In Dream On, off Aerosmith's self-titled 1973 debut album, Steve Tyler sings about seeing the lines in the mirror.
But a raucous, 120-minute show at the Forum Tuesday night showed the lines on the band's 60-and-over faces may be the only real difference, performance-wise, from the mid 70s.
Ok, so it was probably unlikely that Tyler, seen on video monitors before coming on stage working with dumbells, was lifting anything other than 12-ounce curls back then. But when it came to sound and energy, Tyler could still hit the highest of notes with ease, Joe Perry showed he is still one of rock's preeminent lead guitarists, and rhythm guitarist Brad Whitford, Tom Hamilton on the bass and Joey Kramer on the drums were as tight as ever.
From the opening notes of Mama Kin to Sweet Emotion, which ended with Tyler doing an acrobatic tumble on stage while a storm of confetti fell down from the rafters, Aerosmith showed that, 39 years after releasing the first of their now 15 albums, this is a band still at the top of its game, not just a bunch of relics pushing out weary standards for a paycheck.

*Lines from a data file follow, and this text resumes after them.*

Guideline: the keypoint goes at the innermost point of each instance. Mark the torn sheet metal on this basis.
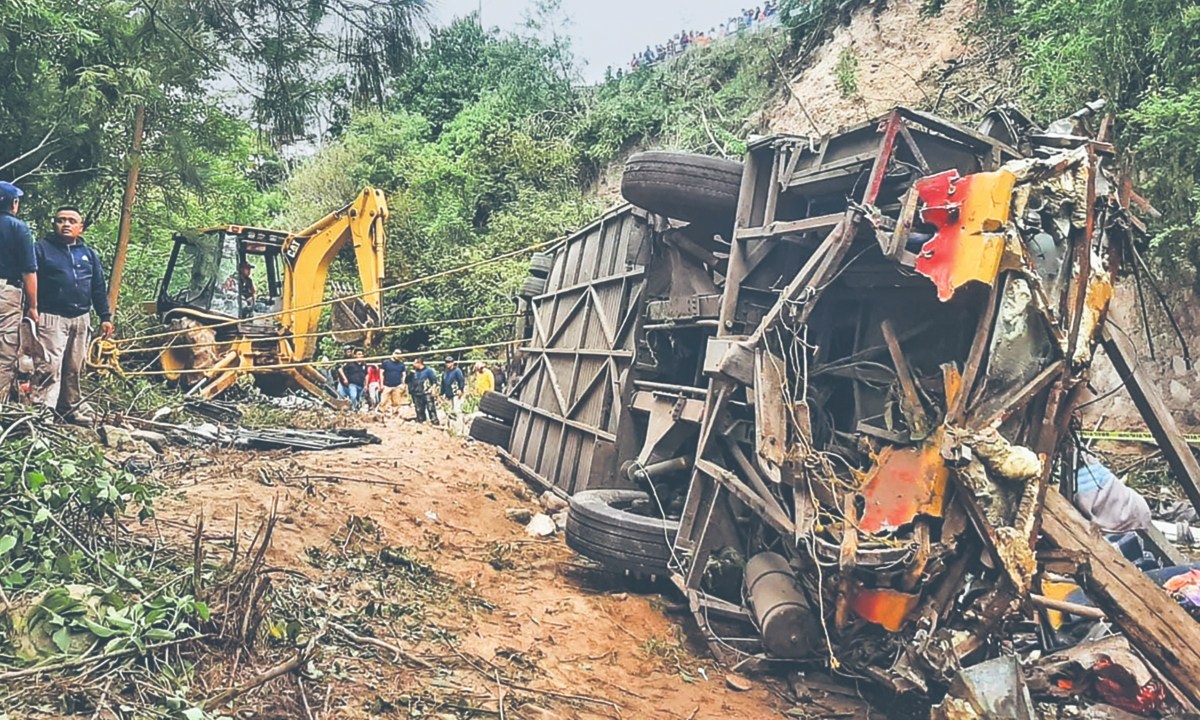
(1096, 305)
(882, 606)
(970, 214)
(905, 483)
(991, 689)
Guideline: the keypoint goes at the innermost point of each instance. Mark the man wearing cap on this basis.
(71, 285)
(393, 383)
(18, 282)
(483, 379)
(453, 385)
(420, 389)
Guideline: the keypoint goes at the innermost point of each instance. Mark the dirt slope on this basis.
(444, 501)
(889, 54)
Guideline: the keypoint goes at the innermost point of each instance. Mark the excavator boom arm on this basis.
(310, 252)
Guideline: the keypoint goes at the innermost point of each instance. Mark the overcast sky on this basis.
(604, 31)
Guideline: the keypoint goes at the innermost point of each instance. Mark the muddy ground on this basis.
(408, 541)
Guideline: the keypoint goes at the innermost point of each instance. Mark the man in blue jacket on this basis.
(18, 271)
(420, 388)
(70, 286)
(454, 383)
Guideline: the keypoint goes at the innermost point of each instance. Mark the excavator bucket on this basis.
(353, 319)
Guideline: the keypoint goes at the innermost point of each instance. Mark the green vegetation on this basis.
(485, 143)
(846, 73)
(1143, 58)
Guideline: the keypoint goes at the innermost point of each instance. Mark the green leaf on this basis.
(97, 629)
(61, 639)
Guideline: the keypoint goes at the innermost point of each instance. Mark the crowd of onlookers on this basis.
(682, 42)
(388, 385)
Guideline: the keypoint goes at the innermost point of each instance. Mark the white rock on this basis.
(541, 526)
(552, 503)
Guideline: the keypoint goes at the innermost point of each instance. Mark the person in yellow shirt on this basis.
(483, 381)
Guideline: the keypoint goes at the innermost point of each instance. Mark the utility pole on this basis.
(131, 192)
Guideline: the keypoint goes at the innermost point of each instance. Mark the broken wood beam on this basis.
(1155, 623)
(1153, 411)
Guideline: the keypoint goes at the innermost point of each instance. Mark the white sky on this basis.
(604, 31)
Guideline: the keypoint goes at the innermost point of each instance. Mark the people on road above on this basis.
(18, 282)
(70, 285)
(678, 45)
(421, 384)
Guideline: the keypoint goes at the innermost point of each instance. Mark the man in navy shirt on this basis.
(454, 383)
(420, 388)
(71, 285)
(353, 377)
(18, 271)
(393, 382)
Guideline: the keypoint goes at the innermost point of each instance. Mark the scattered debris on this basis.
(259, 438)
(519, 515)
(541, 526)
(858, 405)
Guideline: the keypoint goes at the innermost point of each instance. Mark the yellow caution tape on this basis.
(1131, 437)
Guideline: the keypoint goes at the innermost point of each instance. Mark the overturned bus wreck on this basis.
(829, 391)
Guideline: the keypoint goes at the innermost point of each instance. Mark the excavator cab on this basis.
(205, 279)
(240, 300)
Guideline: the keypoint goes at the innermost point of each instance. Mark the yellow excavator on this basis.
(241, 300)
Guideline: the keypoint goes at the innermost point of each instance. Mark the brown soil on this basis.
(903, 58)
(444, 498)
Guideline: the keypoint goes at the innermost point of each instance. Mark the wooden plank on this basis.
(1156, 625)
(771, 413)
(976, 358)
(1005, 405)
(743, 492)
(1155, 413)
(910, 399)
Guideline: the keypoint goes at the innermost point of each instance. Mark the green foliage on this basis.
(55, 493)
(1141, 57)
(931, 9)
(846, 73)
(703, 101)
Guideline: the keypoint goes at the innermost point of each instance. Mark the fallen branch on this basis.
(85, 661)
(600, 701)
(400, 653)
(267, 676)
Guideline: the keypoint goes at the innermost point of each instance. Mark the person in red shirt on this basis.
(375, 385)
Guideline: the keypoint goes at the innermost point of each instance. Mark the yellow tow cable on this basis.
(321, 333)
(255, 369)
(397, 286)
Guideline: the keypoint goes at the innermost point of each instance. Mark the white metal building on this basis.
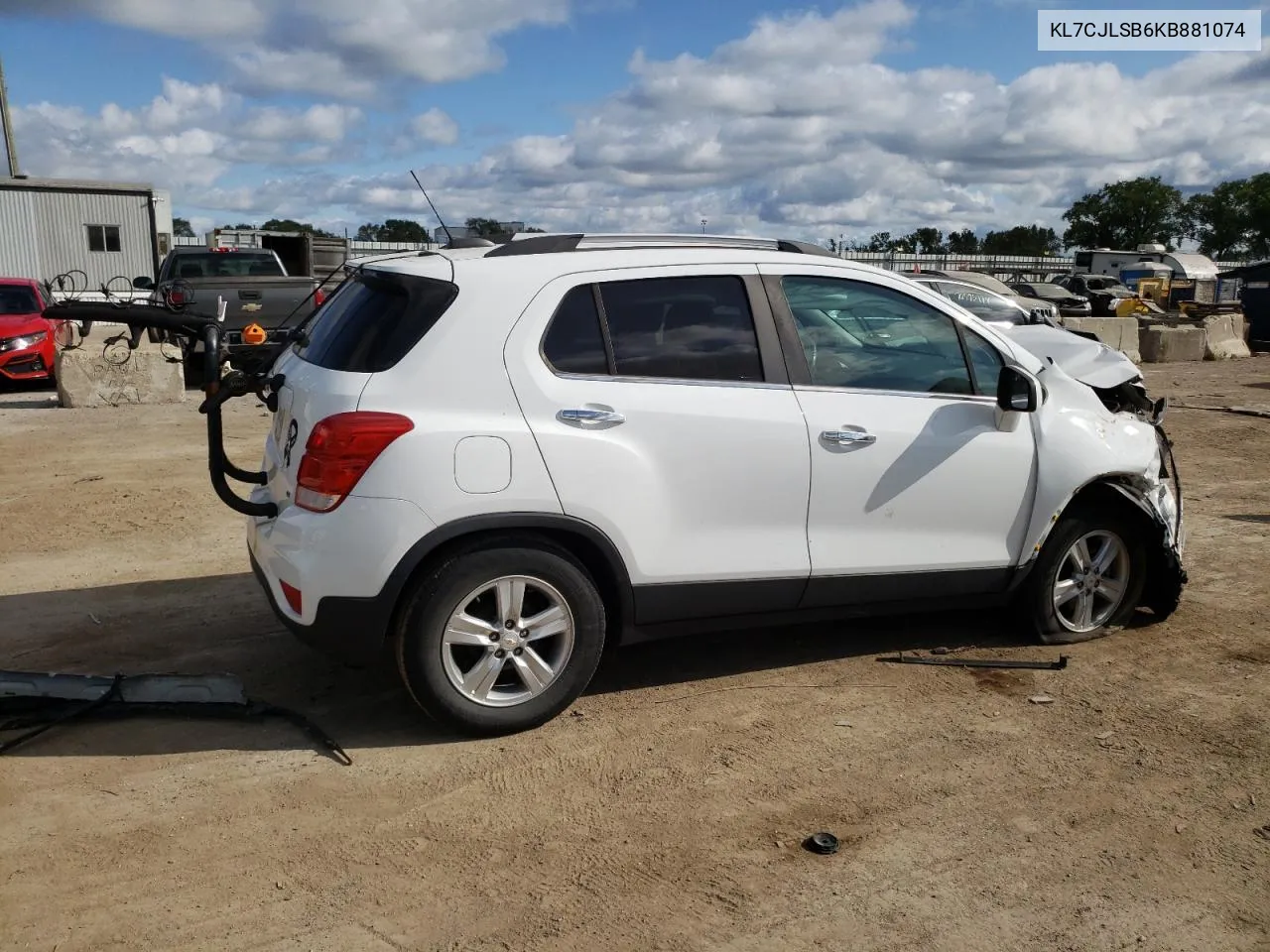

Tyler, at 64, was still the rooster strutting on stage, engaging the packed house, jumping on the piano during Dream On, one of the many classics – like Walk This Way, the ultimate coming-of-age anthem – the band brought to life.
Perry too brought amazing energy to the stage, blazing through guitar riffs, like the one from Dream On, that have gone on to be used as house music by classic rock stations around the country.
After throwing his sticks out to the crowd, Kramer used his hands and, eventually, his head during an extended drum solo, which lasted until Tyler hammed his way in, making it a duet.
Maybe the other biggest difference between Tuesday night and the days when Tyler lived on Commonwealth Avenue in Boston, was the air inside the Forum.
It was remarkably smoke free, with the only a hint of marijuana in the air, and that lasting only momentarily during the opening act, Cheap Trick.
When the last notes of Sweet Emotion faded away, Tyler, like one of the characters from his songs, made a promise to an adoring audience.
"We'll be back," he said.
Given the way Aerosmith rocked the house, it would be hard to bet against him.